The AI crawler ecosystem has gotten complicated fast. What started as a handful of identifiable bots has expanded into a sprawling taxonomy of training crawlers, search indexing bots, and real-time user-fetch bots from more than a dozen AI companies. If you’re a WordPress publisher who wants to manage how your content gets accessed by these systems, accurate identification is where everything begins.
The three-tier bot architecture
The major AI companies have largely converged on a three-bot architecture, though each has implemented it differently. Understanding this structure is essential before setting up any access rules.
OpenAI operates three bots: GPTBot for training data collection, OAI-SearchBot for ChatGPT Search indexing, and ChatGPT-User for on-demand fetching when a user asks ChatGPT to visit a URL directly. Each can be controlled independently via robots.txt.
Anthropic operates ClaudeBot for training, Claude-SearchBot for search indexing (launched March 2025), and Claude-User for on-demand fetching. The same separation applies.
Google uses a single Googlebot for core indexing, but introduced Google-Extended as a robots.txt control token for opting out of AI training and Gemini product improvements. Here’s a nuance worth knowing: blocking Google-Extended does not affect AI Overviews or AI Mode. It only affects training. Publishers who believe they’ve opted out of AI Overviews by blocking Google-Extended have not done so.
Perplexity operates PerplexityBot for indexing and Perplexity-User for fetching. Independent security research has documented Perplexity-User using generic browser user-agents to avoid identification, which is why IP-based verification matters alongside user-agent matching. RocketCite Pro covers this in more detail.
Why are user-fetch bots are a different problem?
The -User bots above don’t behave like crawlers. They’re triggered by individual user actions in real time, which means they can visit URLs at any time, in any sequence, and in significant volume when content surfaces in AI search contexts. Some, as documented in Perplexity’s case, have declared that they don’t generally respect robots.txt since they’re acting on behalf of a human user making a request.
This isn’t a simple allow/block situation. It calls for nuanced access control at the content level, which is exactly what RocketCite’s per-post access rules address. Those are covered in a separate feature overview.
The complete bot registry in RocketCite
RocketCite’s free plugin ships with user-agent signatures for 30+ AI bots.
From the major US AI companies: GPTBot, OAI-SearchBot, ChatGPT-User, ClaudeBot, Claude-SearchBot, Claude-User, Google-Extended, Google-CloudVertexBot, Gemini-Deep-Research, Meta-ExternalAgent, Meta-ExternalFetcher, and Applebot-Extended.

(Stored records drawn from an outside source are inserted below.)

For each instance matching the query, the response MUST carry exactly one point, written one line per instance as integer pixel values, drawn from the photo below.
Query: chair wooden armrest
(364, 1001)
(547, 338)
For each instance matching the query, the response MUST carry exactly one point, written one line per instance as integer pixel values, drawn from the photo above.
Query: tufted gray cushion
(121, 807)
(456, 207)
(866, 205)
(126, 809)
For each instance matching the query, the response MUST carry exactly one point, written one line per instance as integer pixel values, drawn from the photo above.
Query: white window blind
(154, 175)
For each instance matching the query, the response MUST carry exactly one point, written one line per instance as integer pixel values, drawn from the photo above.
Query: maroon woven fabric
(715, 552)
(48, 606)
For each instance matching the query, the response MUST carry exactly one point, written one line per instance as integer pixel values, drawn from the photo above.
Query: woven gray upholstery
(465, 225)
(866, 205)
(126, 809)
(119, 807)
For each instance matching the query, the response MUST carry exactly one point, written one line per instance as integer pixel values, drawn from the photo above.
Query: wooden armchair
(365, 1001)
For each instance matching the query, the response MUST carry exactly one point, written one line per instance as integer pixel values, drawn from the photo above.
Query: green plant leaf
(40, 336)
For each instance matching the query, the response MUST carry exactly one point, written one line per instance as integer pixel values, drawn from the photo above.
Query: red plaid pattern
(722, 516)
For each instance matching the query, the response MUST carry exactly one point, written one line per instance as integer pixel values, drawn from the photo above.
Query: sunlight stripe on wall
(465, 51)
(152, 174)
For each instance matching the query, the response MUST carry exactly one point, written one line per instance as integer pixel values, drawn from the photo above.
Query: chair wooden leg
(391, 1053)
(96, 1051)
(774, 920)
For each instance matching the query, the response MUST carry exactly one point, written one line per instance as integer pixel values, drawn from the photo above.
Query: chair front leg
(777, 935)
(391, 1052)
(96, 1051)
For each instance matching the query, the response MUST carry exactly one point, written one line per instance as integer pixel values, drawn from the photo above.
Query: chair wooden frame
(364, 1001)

From AI search and other services: PerplexityBot, CCBot, Bytespider, Amazonbot, DuckAssistBot, MistralAI-User, Cohere-ai, AI2Bot, Diffbot, Webz.io, YouBot, and Timpibot.
The registry is stored as a JSON configuration file and is fully hookable. Developers can add custom bot signatures via a rocketcite_bot_registry filter, and detection results are exposed via a rocketcite_detected_bot action hook.
Why server-side detection matters
JavaScript analytics and CDN-level solutions both have real blind spots here. JavaScript analytics miss requests that don’t execute JavaScript, which covers most AI bot traffic. CDN-cached responses may be served to bots without the origin server ever knowing the visit happened.
RocketCite’s detection runs in PHP on WordPress’s init and send_headers hooks, which fire before any page rendering occurs. Every request that reaches WordPress gets evaluated, and the response can be modified, logged, or redirected based on the detected bot identity before any content database queries run.
Bot categorization and the admin interface
In the RocketCite admin panel, detected bots appear in a categorized list: training bots grouped separately from search indexing bots and user-fetch bots. Each bot can be individually enabled or disabled. The registry displays each bot’s operator, category, and current detection status.
For publishers who want to allow search indexing while blocking training, or who want to permit some training bots while excluding others, this makes the configuration a matter of a few clicks rather than manual robots.txt work.
When bots don’t respect your robots.txt anymore
Bytespider, operated by ByteDance, is worth calling out specifically. Security research has documented it scraping at rates 25 times higher than GPTBot and up to 3,000 times higher than Anthropic’s crawlers. It has been observed ignoring robots.txt and rotating IP addresses to evade blocking. RocketCite includes Bytespider in its default registry and flags it as a case requiring server-level blocking rather than robots.txt rules alone, with guidance for common hosting and CDN configurations.